Imastu

U lrica, une fillette visiblement en état de choc, a été placée dans une institution spécialisée après une tragédie. L’endroit est sévère, gris et morne. Seule avec elle-même, elle attend et regarde vers l’horizon en gardant ses colères à l’intérieur.

Pour son premier album, Jérémie Horviller propose une fable triste à hauteur d’enfant. Muet, rempli d’un symbolisme de tous les instants, le scénario plonge le lecteur dans le quotidien d’Ulrica. Plutôt que de documenter cette situation inquiétante et méconnue comme l’avaient fait Dav Guedin et Craoman dans Bray-Dunes 99, l’auteur a choisi d’explorer la psyché même de la jeune fille. Un univers rempli de formes, d’impressions, de peurs et, très rarement, de quelques bribes de souvenirs d’un avant fantasmé et hypothétique. Une maman, un papa, une famille entière qui a disparu après une catastrophe incompréhensible pour cette gamine à peine sortie de l’enfance. Loin d’uniquement se focaliser sur son sujet central, la narration reste très ouverte et laisse la place à toutes les interprétations (conte sur l’innocence perdue, rite de passage halluciné, etc.).

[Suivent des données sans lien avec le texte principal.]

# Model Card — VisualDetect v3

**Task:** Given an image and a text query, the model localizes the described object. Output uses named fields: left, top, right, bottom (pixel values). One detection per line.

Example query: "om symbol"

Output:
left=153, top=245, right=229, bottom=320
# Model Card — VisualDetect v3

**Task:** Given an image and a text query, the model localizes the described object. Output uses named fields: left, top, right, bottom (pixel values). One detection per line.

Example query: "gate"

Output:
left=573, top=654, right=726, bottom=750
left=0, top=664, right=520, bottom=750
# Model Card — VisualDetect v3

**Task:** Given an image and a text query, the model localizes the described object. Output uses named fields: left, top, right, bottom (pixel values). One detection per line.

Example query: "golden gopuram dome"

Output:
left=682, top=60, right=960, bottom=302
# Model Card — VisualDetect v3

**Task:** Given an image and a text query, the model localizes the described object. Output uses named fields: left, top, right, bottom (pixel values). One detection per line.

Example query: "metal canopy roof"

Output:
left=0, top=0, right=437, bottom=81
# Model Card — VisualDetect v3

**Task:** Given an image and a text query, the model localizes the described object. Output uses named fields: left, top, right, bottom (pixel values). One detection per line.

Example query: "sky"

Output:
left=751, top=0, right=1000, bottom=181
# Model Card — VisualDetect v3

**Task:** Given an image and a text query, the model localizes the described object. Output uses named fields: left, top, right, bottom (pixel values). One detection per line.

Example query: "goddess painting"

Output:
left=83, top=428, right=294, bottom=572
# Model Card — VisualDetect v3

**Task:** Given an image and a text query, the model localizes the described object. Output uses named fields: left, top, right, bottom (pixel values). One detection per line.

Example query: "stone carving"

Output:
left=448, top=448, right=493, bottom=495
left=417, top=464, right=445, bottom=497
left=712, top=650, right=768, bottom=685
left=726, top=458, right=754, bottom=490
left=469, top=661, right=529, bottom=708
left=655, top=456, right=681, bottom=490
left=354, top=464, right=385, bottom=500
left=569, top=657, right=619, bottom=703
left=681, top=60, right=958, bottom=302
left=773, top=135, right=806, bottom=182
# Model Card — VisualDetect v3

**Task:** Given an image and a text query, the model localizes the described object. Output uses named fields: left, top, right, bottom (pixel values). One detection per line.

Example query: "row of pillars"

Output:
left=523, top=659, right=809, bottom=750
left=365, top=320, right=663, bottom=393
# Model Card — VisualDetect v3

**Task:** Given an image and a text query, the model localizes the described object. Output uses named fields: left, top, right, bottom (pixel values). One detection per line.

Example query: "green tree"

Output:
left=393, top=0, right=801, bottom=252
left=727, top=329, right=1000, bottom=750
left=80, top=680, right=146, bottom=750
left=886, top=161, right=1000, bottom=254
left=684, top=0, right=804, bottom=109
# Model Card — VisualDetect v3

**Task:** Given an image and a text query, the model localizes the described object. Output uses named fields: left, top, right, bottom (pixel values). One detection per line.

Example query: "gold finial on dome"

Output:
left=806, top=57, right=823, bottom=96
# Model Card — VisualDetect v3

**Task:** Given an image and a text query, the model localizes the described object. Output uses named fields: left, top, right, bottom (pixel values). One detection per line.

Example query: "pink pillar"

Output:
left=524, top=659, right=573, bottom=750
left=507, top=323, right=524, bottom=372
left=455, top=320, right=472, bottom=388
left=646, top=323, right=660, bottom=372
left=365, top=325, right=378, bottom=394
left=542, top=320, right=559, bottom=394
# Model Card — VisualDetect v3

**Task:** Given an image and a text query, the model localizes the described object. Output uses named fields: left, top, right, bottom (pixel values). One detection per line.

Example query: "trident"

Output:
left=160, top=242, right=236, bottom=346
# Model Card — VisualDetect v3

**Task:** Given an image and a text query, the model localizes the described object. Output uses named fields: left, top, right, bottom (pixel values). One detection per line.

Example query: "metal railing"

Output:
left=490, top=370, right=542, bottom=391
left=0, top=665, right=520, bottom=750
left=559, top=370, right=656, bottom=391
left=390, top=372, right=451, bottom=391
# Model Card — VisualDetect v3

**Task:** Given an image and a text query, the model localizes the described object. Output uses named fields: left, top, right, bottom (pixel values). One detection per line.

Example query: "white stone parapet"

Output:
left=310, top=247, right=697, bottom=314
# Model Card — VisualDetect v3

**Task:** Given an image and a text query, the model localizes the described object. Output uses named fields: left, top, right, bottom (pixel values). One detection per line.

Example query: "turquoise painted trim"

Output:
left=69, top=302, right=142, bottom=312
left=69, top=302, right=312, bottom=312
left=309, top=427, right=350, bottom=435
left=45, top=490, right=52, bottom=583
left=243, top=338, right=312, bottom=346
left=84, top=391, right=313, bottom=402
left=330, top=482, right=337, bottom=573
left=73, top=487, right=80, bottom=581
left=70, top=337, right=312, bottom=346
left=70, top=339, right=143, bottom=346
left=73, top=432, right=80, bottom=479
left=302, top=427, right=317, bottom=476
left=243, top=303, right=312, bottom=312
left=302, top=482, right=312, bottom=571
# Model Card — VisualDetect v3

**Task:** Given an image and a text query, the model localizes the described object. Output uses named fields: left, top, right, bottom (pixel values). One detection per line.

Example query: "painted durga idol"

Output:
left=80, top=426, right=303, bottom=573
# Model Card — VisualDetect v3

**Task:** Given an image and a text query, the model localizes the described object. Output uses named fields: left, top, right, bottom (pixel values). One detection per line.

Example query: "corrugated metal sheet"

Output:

Pour peupler ces songes mélancoliques, le dessinateur manie un noir et blanc sans compromission rappelant la linogravure par moments. Il a également semé de nombreux rappels, sous forme de clins d’œil, à différents artistes du passé : Van Gogh, Diane Arbus, Hokuzai, Otto Dix et, presque logiquement vu les tourments de l’héroïne, Edvard Munch. L’étrange atmosphère mêlant réalité et imaginaire qui en résulte s’avère des plus réussies. Par contre, pour bien apprécier cet imbroglio mental, il est nécessaire et même indispensable de prendre son temps en abordant l’album. Tout ne va pas de soi pour celui qui ose s’aventurer dans les replis l'âme.

Angoissant, mais touchant, Imastu est exigeant et globalement maîtrisé. Jérémie Horviller réalise là une excellente entrée en matière dans le monde du 9e art.